Just because Christmas is over doesn’t mean that you have to stop wasting money giving people useless gifts. Do you ever suffer from “shrinkage”? Do you ever wish that people could see your dick through your pants like they did in middle school? OF COURSE YOU DO (liar). That’s why there’s the Trouser Expander. “With its handy hidden pump you can inflate the trouser expander to give you a more eye catching… well you get the idea!
Great for those cold water ‘shrinkage’ moments, for impressing the ladies, or for those who have been teased in the locker room a little to much for their own self esteem!
All you need to do is inflate the pouch using the handy rubber pump for some impressive enlargements – with no surgery, pain or bogus medications!
Enlarge yourself to a whopping 8″, with a girth beyond belief!” First off, an inflated bag feels a hell of a lot different than a stiff cock bulging in a man’s pants.
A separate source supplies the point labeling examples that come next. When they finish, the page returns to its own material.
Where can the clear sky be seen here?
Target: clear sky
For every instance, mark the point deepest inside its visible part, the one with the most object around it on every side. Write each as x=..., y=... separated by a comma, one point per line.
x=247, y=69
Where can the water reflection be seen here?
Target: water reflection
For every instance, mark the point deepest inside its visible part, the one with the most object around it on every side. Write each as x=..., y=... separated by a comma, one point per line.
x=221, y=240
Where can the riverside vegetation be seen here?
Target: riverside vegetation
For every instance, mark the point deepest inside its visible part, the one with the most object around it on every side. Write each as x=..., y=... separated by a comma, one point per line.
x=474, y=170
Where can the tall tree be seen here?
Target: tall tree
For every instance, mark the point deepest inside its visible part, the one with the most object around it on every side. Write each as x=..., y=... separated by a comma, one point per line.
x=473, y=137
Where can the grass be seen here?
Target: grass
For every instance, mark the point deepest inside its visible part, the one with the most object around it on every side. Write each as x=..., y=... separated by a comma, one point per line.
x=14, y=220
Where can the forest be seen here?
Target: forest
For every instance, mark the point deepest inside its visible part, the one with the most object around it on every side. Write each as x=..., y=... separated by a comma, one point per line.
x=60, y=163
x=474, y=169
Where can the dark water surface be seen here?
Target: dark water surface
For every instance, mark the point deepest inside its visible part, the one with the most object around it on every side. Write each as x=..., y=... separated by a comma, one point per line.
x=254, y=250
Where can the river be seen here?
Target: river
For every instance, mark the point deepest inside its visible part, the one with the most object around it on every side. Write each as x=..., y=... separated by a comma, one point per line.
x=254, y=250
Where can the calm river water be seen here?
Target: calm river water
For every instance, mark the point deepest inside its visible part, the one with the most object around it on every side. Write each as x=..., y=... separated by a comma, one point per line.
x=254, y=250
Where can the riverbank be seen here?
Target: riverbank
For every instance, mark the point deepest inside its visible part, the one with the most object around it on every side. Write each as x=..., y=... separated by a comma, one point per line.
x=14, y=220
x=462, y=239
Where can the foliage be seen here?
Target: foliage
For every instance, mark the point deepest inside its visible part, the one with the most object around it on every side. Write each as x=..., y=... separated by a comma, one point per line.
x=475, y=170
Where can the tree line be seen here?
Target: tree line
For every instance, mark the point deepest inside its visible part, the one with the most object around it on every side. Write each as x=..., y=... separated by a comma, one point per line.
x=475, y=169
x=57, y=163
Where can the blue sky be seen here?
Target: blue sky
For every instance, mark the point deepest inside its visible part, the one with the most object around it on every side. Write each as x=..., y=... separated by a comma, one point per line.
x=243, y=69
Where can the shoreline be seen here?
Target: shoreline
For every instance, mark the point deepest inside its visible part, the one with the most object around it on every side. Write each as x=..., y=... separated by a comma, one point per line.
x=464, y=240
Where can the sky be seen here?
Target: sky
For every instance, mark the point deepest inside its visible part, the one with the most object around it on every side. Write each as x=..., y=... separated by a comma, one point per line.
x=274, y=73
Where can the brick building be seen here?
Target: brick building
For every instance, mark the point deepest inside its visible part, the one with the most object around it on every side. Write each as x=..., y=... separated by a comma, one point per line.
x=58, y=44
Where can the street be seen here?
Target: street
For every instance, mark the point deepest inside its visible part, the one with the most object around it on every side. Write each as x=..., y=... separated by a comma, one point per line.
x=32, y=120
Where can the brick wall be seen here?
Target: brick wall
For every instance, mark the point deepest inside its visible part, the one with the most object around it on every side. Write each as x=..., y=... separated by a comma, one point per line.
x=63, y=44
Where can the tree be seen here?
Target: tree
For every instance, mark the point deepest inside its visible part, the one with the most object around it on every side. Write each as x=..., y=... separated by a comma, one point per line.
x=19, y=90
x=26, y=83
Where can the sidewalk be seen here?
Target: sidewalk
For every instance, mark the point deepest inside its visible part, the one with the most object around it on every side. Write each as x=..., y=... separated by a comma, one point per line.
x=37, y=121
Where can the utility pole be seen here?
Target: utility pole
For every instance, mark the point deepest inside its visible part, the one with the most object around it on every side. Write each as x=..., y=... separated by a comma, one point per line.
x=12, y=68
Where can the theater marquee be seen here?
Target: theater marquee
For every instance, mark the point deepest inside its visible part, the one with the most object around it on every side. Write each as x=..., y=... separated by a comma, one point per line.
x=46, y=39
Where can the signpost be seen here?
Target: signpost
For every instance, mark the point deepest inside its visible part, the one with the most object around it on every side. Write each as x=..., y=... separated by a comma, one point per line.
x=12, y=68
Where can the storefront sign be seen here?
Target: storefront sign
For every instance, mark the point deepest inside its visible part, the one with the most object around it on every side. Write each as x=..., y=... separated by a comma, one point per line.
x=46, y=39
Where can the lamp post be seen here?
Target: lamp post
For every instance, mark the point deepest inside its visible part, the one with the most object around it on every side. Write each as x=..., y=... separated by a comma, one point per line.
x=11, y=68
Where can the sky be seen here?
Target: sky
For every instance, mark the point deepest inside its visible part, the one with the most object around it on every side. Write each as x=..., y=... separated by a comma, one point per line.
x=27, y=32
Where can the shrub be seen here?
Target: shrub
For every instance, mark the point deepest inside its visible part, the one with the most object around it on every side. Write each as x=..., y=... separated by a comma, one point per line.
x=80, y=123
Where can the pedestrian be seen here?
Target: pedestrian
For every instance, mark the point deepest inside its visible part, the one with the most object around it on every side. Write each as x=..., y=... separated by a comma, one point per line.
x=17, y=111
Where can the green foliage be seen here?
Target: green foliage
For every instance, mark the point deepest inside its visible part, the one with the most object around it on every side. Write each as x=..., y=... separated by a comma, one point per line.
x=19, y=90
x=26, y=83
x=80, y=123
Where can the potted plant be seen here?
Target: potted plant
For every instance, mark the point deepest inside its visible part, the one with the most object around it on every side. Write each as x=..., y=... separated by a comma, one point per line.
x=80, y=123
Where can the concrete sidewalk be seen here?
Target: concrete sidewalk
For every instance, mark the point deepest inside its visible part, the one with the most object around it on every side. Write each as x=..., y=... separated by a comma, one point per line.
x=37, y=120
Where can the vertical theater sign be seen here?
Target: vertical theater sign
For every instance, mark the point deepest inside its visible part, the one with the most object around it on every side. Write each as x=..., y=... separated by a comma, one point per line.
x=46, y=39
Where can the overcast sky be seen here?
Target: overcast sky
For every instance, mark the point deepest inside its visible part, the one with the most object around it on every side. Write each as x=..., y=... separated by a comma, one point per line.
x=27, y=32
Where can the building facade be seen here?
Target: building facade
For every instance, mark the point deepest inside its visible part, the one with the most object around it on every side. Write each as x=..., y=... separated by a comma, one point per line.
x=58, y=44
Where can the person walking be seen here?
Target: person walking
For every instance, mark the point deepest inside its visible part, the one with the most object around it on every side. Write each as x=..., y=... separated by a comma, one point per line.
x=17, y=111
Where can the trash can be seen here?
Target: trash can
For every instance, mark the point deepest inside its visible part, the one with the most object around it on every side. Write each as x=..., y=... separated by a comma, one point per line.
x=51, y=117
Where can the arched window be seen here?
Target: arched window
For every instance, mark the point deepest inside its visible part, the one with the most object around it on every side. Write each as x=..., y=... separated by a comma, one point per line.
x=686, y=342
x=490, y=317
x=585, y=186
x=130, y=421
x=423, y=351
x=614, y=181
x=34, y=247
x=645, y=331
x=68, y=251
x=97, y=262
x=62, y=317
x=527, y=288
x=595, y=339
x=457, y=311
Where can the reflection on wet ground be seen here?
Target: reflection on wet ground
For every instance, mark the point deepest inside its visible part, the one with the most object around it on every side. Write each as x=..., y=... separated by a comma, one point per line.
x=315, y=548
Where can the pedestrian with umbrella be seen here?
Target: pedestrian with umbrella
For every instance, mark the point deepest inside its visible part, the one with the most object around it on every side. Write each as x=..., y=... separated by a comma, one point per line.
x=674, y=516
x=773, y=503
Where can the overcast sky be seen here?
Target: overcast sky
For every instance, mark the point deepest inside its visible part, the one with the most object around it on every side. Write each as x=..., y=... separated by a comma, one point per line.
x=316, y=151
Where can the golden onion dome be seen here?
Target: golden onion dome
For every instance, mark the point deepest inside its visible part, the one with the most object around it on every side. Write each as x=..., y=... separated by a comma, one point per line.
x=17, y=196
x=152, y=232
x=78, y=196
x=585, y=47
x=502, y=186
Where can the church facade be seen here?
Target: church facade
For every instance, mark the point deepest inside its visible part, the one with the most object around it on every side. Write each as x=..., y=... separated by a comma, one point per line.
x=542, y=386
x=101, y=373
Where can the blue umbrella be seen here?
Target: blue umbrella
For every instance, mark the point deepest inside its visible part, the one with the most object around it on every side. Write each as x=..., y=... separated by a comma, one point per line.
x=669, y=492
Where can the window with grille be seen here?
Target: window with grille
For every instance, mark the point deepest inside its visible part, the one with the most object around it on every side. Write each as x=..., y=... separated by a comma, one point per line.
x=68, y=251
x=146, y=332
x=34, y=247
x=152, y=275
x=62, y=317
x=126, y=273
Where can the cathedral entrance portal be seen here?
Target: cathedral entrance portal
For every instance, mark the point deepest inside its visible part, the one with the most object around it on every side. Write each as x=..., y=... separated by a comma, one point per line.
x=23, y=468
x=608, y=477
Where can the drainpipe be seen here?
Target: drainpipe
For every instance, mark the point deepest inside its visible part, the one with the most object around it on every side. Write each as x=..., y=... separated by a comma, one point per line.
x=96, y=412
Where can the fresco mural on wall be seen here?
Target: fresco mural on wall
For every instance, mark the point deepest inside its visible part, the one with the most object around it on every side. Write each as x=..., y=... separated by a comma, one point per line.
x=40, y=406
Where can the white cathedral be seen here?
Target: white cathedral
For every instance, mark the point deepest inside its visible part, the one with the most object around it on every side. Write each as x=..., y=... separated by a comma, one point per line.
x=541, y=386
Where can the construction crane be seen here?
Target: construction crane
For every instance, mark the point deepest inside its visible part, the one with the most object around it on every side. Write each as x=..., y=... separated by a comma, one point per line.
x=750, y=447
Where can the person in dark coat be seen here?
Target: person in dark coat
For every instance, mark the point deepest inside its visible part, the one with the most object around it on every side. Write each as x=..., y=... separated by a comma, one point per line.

Second off, where the hell are you supposed to carry that “handy hidden pump”? It’s the size of a lemon! Third off, how the hell do you discretely deflate it? Do you have to go in the gay bar bathroom and deflate you cock in the toilet stall with the glory hole? Save your £4.95 and buy a drink for your low self-etseem or flirt with a big dick that you can take home and really enjoy. But for discerning frat boy consumers, the site selling this piece of crap also has a Willy Care Kit, Love Muscle Toner, and Gentleman’s Ball Scratcher. Ahh… the joys of capitalism!
Be careful what you wish for. You meet the occasional woman whose breasts are so large she can’t go jogging or stand up for too long without causing herself major back pain. And for men, well… a big penis can be a blessing, but we’ve also met men whose cocks are so large it’s difficult to keep their engorged cocks filled with blood. Nip/Tuck is a provocative FX series about two men in the plastic surgery business. Though we doubt any plastic surgeons have so little consideration as to actually utter, “Tell us what you don’t like about yourself,” their patient’s answer isn’t heartbreaking, it’s hilarious. And apparently, using the size of bird and crocodile penises as an indicator, the T-Rex must’ve had an impressive member (riddled with knobs)—nevermind those stubby forearms.